Astronomers discover more than 50 new planets
PARIS — Astronomers on Tuesday unveiled a haul of more than 50 planets orbiting other stars, including a “super-Earth” which inhabits a zone where, providing conditions are right, water could exist in liquid form.
It is the biggest single tally in the history of exoplanet hunting since the very first world beyond the Solar System was spotted in 1995, the European Southern Observatory (ESO) said in a press release.
The planets were detected using a light analyser, or spectrograph, on a 3.6-metre (11.7-feet) telescope at La Silla Observatory in the ultra-dry conditions of Chile’s Atacama desert.
The findings were presented at a conference on Extreme Solar Systems in Moran, Wyoming, attended by 350 exoplanet specialists.
Sixteen of the planets have been designated “super-Earths”, a term meaning that they are exceptionally small for exoplanets that have been spotted so far.
A super-Earth is between one and 10 times the mass of the Earth.

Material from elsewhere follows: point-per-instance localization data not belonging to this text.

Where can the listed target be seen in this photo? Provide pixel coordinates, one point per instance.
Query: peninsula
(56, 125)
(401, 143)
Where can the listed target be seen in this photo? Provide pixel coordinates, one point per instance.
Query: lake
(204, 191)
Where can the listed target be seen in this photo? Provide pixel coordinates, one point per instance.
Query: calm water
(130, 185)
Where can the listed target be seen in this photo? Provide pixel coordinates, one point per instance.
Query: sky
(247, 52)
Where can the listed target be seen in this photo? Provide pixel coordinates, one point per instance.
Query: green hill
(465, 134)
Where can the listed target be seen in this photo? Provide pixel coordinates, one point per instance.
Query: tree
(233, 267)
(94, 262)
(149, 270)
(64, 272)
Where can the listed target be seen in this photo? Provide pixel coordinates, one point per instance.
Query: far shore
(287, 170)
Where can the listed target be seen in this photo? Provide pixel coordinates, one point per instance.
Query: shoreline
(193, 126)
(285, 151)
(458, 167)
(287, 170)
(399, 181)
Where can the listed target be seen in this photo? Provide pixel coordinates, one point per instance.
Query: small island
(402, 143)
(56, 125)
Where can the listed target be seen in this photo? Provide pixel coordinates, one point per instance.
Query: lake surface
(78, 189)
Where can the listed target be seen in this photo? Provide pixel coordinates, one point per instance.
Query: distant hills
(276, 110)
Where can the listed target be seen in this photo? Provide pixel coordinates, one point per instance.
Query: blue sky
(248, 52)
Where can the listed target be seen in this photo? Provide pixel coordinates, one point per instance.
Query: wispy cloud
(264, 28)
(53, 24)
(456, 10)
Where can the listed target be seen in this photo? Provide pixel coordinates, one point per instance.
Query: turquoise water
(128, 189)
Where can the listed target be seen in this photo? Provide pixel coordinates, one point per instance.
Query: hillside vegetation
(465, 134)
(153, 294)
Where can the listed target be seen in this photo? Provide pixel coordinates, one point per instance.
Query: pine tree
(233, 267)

It does not necessarily mean that the world is rocky — as opposed to gassy — or that the conditions for life exist.
However, one of the 16 new “super-Earths”, called HD 85512 b, which is estimated to be only 3.6 times the mass of the Earth, is orbiting at an intriguingly promising distance from its star.

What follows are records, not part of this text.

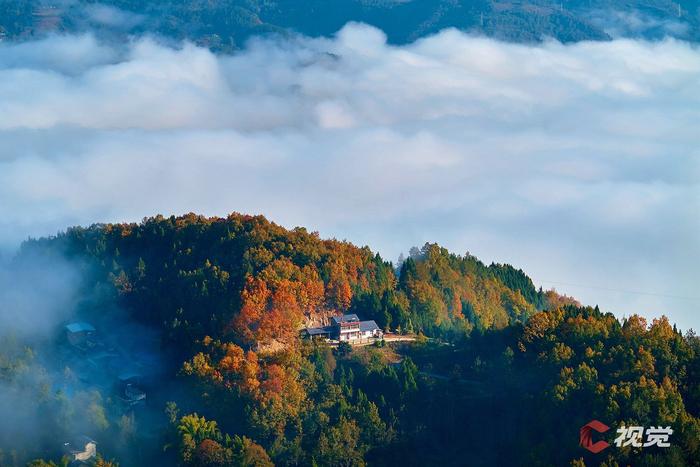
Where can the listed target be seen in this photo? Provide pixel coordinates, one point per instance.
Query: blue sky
(577, 163)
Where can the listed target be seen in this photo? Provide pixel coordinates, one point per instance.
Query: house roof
(366, 326)
(80, 326)
(78, 444)
(345, 318)
(318, 331)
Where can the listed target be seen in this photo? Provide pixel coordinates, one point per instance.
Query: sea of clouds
(578, 163)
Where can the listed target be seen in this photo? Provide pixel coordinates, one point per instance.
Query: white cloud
(578, 162)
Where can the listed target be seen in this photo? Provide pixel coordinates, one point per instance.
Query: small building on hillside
(130, 389)
(80, 450)
(346, 328)
(81, 335)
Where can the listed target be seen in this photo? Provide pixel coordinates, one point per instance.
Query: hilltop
(226, 25)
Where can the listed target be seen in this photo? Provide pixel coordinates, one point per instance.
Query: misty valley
(211, 341)
(349, 233)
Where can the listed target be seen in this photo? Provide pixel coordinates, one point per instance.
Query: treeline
(248, 280)
(511, 376)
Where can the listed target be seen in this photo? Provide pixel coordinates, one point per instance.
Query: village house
(81, 335)
(346, 328)
(80, 450)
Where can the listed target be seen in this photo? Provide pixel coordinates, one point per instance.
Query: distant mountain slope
(225, 25)
(247, 278)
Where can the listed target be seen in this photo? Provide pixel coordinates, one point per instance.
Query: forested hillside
(500, 374)
(225, 25)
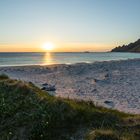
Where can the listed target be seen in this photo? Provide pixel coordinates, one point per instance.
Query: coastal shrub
(3, 76)
(102, 135)
(26, 112)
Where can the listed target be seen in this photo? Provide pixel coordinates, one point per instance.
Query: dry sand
(113, 84)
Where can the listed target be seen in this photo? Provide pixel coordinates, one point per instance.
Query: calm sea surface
(17, 59)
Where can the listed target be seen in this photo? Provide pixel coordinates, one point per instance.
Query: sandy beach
(113, 84)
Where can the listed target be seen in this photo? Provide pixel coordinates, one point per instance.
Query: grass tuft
(26, 112)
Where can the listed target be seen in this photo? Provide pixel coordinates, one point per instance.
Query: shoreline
(113, 84)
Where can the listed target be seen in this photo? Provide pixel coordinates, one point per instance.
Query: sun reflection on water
(47, 60)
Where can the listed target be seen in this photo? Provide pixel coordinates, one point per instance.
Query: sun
(48, 46)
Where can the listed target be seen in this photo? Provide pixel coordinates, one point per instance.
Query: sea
(21, 59)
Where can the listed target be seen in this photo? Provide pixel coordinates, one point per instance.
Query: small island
(132, 47)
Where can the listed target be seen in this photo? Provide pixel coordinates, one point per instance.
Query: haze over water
(19, 59)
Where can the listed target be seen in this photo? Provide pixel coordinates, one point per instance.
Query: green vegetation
(132, 47)
(27, 113)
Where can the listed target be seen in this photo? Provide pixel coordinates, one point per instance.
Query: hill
(132, 47)
(28, 113)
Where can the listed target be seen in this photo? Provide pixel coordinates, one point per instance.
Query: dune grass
(27, 113)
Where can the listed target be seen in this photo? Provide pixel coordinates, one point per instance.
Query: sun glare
(48, 46)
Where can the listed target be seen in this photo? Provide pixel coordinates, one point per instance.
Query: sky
(70, 25)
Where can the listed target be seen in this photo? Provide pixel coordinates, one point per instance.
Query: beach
(112, 84)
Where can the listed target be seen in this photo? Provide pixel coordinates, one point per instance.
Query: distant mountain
(132, 47)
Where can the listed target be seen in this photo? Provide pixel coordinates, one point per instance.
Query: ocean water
(18, 59)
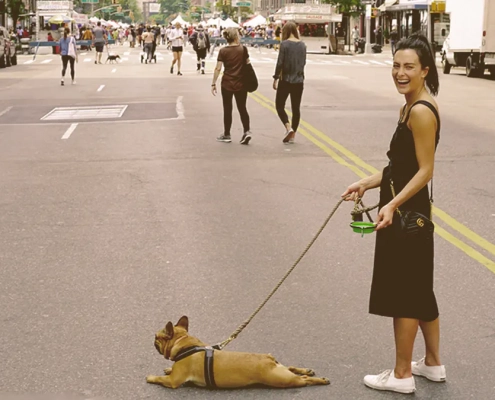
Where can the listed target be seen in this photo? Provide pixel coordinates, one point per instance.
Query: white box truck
(471, 41)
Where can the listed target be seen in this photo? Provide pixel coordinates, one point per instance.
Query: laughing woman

It is just at the far edge of the so-called Goldilocks zone, where the temperature should be balmy enough for water, the stuff of life as we know it, to exist in liquid form rather than as ice or a gas.
The sighting is not a confirmation that HD 85512 b is a habitable planet, but should be seen as a technical advance for determining if other potential homes-from-home exist, ESO said.

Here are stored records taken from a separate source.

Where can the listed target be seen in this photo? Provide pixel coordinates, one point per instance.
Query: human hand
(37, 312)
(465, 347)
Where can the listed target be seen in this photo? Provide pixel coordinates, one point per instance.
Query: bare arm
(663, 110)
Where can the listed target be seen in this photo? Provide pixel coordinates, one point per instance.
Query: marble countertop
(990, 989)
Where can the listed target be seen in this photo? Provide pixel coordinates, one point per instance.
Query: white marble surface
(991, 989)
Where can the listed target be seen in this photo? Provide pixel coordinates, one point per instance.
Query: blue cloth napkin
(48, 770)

Nearly 600 exoplanets have been detected since 1995, but none has looked remotely like Earth. Many are gas giants that orbit so close to their sun that their atmospheres are scorching.
“In the coming 10 to 20 years, we should have the first list of potentially habitable planets in the Sun’s neighbourhood,” said Michel Mayor, a University of Geneva astronomer who discovered the first-ever exoplanet, and led the ESO team.
“Making such a list is essential before future experiments can search for possible spectroscopic signatures of life in the exoplanet atmospheres.”